Algorithms
Before designing a (machine learning) algorithm to solve a certain problem, it is always wise to start with a very good understanding of the input data. Consider aspects such as different types of noise, missing values, labels, potential bias, unexpected interdependencies, over or under sampling. A proper data cleanup is essential to make any machine learning algorithm work. This is an area where data science meets data engineering. Especially when the data is not static but regularly refreshed or even realtime and requiring a data ingestion architecture. Automated learning on previously unseen data is exciting but has a number of pitfalls and requires a lot of safety valves and preparation for the unexpected.

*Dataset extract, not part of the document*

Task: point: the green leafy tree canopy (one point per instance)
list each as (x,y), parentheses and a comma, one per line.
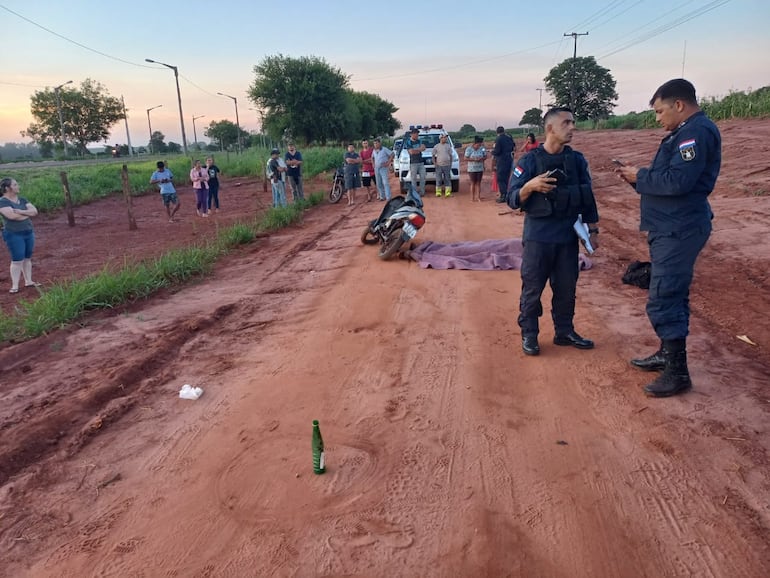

As for algorithm design, I usually prefer to start as simple as possible, and incrementally add complexity while keeping fallback options for exceptions. It is often not necessary to immediately optimize for all possible inputs, and instead focus on the important 80%. But all inputs must give a reasonable output. (With the exception for non-ergodic systems with a risk of ruin. Then the extremes are all-important). By going from simple to complex I also mean to gradually add black box solutions such as neural networks for function approximation or feature selection. But always be aware that while black box methods (deep learning) will in the end outperfom systems based solely on domain knowledge, they may behave weird in unexpected situations, simply because of less examples in the training data.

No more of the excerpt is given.